- Theatrical release poster
- Directed by: Jean Becker
- Screenplay by: Jean Becker Maurice Fabre Didier Goulard Luis Marquina Claude Sautet dialogue Daniel Boulanger
- Based on: the novel by Clet Coroner
- Produced by: Paul-Edmond Decharme
- Starring: Jean-Paul Belmondo Jean Seberg Enrico Maria Salerno
- Cinematography: Edmond Séchan
- Edited by: Monique Kirsanoff
- Music by: Grégorio García Ségura Martial Solal
- Production companies: Capotole Movies South Pacific Films
- Distributed by: C.C.F.C.
- Release date: 4 September 1964 (France);
- Running time: 97 mins
- Country: France
- Language: French
- Box office: 2,007,088 admissions (France)

= Backfire (1964 film) =

1964 film

Backfire (Échappement libre, Scappamento aperto, A escape libre) is a 1964 French crime film directed by Jean Becker, which stars Jean-Paul Belmondo and Jean Seberg, reuniting for the first time since Breathless (1960).

==Plot==
A criminal organisation offers a Parisian man, David, $10,000 to transport a car across Europe. They tell him little about it except that drugs are not involved. He is accompanied by a photographer, Olga.
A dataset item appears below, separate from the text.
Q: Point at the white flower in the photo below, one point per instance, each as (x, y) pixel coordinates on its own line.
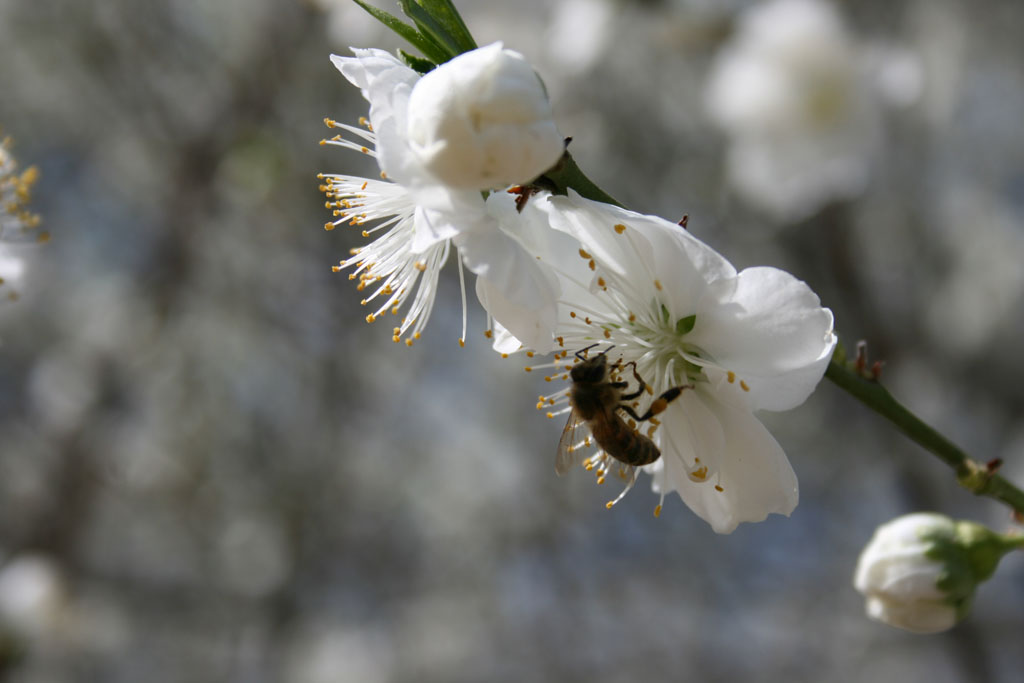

David discovers he is smuggling gold. The two travel to Beirut then Damascus. They fall in love and David wants the gold for himself.

==Cast==
- Jean-Paul Belmondo as David Ladislas
- Jean Seberg as Olga Celan
- Enrico Maria Salerno as Mario
- Gert Fröbe as Fehrman
- Renate Ewert as Comtesse
- Jean-Pierre Marielle as Van Houde
- Diana Lorys as Rosetta
- Fernando Rey as the Lebanese policeman
- Wolfgang Preiss as Grenner
- Michel Beaune as Daniel
- Roberto Camardiel as Stephanidès
- Fernando Sancho as Ylmaz
- Giacomo Furia as Nino

==Production==
The film was made by the same team who had produced Banana Peel (1963).

It was to have starred Jean Louis Trintignant but he withdrew and was replaced by Belmondo.

Filming took place from February 10 to April 7, 1964. Costa-Gavras was an assistant director.

==Reception==
The film was the 19th most popular movie at the French box office in 1964.

In 2020 Fimink wrote "The film’s existence is ideal useless trivia to annoy people with now that the Jean Seberg biopic has come out."